Copies are run off, syllabi are ready to go, I bought a bouquet of flowers for my office. What's my problem with the nerves? Yes, this is the first time I've taught freshman writing in a decade, but I can teach that class in my sleep.

Will my students think my assignments are confusing? Will they panic about the reading load? Will they whip out their smart phones and drop my class immediately? (And would that be such a bad thing?) I guess the nerves are due to not knowing my audience. I don't know what students will be like here (about to find out). Will I be seen as a crazy liberal hippie who had a brief jaunt in hillbilly country?

My first day of student teaching, I remember getting up early and looking at myself in the full-length mirror after I was all ready for the day.
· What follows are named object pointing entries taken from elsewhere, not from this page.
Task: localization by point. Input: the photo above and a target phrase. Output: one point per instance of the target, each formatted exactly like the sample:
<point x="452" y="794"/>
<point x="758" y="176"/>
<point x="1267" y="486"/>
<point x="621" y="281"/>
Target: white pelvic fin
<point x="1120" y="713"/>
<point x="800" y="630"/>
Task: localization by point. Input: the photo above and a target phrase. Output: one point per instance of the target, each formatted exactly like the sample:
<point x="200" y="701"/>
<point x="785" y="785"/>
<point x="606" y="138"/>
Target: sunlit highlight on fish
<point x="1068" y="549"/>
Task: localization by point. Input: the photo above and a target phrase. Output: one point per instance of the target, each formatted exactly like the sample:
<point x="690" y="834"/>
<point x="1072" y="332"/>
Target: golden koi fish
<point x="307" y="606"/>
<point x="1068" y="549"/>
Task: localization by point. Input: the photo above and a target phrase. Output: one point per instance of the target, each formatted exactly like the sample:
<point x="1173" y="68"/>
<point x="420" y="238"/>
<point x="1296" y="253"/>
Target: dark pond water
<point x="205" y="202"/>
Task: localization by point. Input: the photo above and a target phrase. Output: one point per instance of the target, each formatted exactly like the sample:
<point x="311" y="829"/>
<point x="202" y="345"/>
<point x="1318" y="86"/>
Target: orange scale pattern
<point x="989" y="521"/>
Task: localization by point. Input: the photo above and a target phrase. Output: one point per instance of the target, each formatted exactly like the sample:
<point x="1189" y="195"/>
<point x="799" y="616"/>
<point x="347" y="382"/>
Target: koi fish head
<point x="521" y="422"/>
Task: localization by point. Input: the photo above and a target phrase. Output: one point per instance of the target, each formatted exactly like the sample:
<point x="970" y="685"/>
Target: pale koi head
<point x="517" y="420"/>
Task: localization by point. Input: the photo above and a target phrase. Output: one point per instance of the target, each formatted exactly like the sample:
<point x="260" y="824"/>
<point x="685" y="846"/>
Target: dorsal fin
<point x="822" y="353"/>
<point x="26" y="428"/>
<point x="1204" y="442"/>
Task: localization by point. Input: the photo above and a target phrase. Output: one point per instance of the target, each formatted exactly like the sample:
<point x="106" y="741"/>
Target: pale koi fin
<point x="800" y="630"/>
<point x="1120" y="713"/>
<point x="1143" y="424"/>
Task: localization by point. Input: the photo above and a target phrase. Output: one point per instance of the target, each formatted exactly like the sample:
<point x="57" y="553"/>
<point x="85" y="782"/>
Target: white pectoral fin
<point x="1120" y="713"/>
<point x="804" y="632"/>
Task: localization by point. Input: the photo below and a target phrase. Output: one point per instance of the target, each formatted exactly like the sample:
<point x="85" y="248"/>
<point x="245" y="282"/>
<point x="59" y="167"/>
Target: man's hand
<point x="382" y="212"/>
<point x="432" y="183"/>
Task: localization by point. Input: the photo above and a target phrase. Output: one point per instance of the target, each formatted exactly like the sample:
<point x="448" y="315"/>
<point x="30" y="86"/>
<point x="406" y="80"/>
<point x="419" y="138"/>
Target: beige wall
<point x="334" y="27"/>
I said softly, "I wonder what my new students will think when they see me." My roommate, who'd just woken up and overheard me, answered, "Short."

What will my students think tomorrow morning?


Sunday, August 7, 2011

Hoasnna!



So here's a little Easter message I saw at a church not far from my house in Morgantown. It's been this way since, oh, the end of April. Before I left for Iowa, I just had to go over and take a picture of it.








And now . . . HOASNNA! I made it to Iowa! 17 and a half hours after I first climbed into the cab of a 26-foot Penske truck, pulling my little VW Bug behind on a tow dolly, I pulled up here:



Here's my new home for the next year! 1950's vintage ranch house with a partially finished basement, a detached garage (um, not meaning to complain, but why isn't it attached instead?), three bedrooms, and a big back yard with play equipment. If you want swings, a climbing wall, trapeze bars, or slides, I'm your go-to girl. Just come on by.






Pictures of the interior to follow in another entry. While mowing the lawn Thursday morning, I had one of those "Hey, I really live here!" moments. I have to say that mowing THIS lawn, even though it's substantially bigger than my lawn in Morgantown, is MUCH easier. There's something beautiful about flatness. Yeah, I liked the winding roads and picturesque drives in West Virginia, but when the horizon opened out and I saw a wide panorama of blue sky and lots of corn and soybean fields, I was a happy, happy person. Iowa feels like home. I'm back!

Now if my Morgantown house would just sell . . . anyone want a house?